Fact-checking alliance has 5 ways to rate piece of info

| Written by Padayon UP

MANILA, Philippines — With the “infodemic” threatening to sway voters in the May elections, the country’s top universities are again taking the lead in a massive collaborative fact-checking initiative to combat election-related disinformation.

On Monday, the University of the Philippines (UP) revived Tsek.ph, an alliance of 23 academic, media and civil society organizations committed to identifying and flagging disinformation on social media.

First set up in 2019 during the midterm elections, the alliance was revived “to make it in time for the 2022 elections,” said project co-coordinator Rachel Khan, associate dean of the UP College of Mass Communication.

“Since 2019, disinformation has multiplied exponentially especially during the pandemic, with everybody dependent on social media for news and information,” Khan said in an interview.

“As such, it has become more imperative to address the growing problem,” she said.

Through its partner organizations, Tsek.ph will verify and fact-check election issues, such as candidates’ platforms and campaign promises; election-related statements and remarks, and election-related posts on social media and other online platforms, Khan explained.

Each partner organization will conduct its own fact-checking initiative, and the data will then be pooled to the Tsek.ph secretariat, she said.

5 ratings

The project uses five ratings in classifying claims: accurate (demonstrably factual); false (demonstrably contrary to available facts); misleading (gives a vague/different impression); no basis (cannot be verified or fact-checked); and needs context (requires more facts or clarification).

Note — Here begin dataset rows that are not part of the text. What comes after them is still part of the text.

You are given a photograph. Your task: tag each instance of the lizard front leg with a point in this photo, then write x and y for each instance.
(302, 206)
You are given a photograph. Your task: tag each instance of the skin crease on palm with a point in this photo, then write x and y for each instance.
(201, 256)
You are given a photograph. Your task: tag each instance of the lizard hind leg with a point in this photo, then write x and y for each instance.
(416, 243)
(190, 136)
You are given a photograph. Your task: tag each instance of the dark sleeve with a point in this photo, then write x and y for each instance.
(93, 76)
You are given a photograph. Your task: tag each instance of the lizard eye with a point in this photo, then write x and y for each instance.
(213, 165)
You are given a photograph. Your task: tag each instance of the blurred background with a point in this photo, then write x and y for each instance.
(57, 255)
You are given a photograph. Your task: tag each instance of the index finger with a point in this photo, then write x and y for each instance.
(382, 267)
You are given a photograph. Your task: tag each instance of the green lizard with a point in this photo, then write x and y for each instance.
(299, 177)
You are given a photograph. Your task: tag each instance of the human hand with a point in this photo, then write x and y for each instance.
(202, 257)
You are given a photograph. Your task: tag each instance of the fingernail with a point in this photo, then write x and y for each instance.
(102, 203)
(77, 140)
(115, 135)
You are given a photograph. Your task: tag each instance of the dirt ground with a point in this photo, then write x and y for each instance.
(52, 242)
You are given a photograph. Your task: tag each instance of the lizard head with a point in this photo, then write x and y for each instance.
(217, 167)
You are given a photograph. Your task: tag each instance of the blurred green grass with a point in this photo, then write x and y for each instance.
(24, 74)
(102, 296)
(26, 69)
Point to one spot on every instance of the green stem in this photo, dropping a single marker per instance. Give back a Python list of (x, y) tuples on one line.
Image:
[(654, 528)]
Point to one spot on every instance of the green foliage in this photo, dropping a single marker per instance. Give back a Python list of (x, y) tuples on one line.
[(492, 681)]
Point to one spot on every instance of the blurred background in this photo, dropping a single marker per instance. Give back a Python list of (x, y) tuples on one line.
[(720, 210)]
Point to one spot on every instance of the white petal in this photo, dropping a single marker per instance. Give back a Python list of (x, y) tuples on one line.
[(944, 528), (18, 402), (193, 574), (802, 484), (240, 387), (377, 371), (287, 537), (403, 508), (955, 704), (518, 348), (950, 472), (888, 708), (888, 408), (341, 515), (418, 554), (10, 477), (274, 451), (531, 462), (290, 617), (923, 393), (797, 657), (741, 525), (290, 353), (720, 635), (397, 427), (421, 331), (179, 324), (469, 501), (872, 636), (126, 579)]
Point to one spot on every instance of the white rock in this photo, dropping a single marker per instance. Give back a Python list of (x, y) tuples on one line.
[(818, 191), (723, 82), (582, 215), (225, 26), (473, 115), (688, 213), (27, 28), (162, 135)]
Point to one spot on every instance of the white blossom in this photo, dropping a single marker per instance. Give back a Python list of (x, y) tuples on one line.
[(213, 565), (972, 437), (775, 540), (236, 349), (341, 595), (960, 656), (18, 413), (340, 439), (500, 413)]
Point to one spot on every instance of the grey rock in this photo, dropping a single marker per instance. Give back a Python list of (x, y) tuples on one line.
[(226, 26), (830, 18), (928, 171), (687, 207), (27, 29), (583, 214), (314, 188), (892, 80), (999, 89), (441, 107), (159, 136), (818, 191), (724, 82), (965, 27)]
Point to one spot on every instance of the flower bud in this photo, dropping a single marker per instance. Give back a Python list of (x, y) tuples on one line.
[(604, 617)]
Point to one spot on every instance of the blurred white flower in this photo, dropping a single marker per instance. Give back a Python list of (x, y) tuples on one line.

Among Tsek.ph’s partners are the Asian Center for Journalism at Ateneo de Manila University, Colegio de San Juan de Letran, Trinity University of Asia Communication Department, UP Los Baños, UP Department of Journalism’s Fact Check Patrol and FactRakers, and University of Santo Tomas Journalism Program.

It has also teamed up with media organizations such as ABS-CBN, Baguio Chronicle, dzUP, FYT, Interaksyon, MindaNews, PhilStar Global, Philippine Press Institute, Press One, Probe and VERA Files, as well as a number of civil society organizations that advocate media literacy.

Permanent needs

Tsek.ph is supported by the UP System, Google News Initiative, UP Department of Journalism, and UP College of Mass Communication Foundation.

With universities at the helm of efforts to identify and flag disinformation, the emphasis now is that media literacy and fact-checking are “already permanent [needs] and not just a trend,” Khan said.

By training and exposing academic institutions to the initiative, the team hopes to mobilize them for disinformation research and to get them to lobby for disinformation and media literacy courses in their respective curriculums.

According to Khan, the 2022 project is guided by the team members’ 2019 experience, which taught them “where to look [and] how to pinpoint where the disinformation is coming from.”

During the midterm elections, the team members became familiar with the insidious techniques used by disinformation networks to seed false narratives, such as deleting the original posts to make these untraceable, she said.

“One of our main takeaways from [that time] was that you can’t just monitor it on a weekly basis. You have to look at it daily,” she said. “Otherwise, you miss those things and you won’t be able to address the issue.”

The team members have also begun to pivot from text-based fact-checks to more interactive content, in order to make fact-checks more engaging to the audience, Khan said.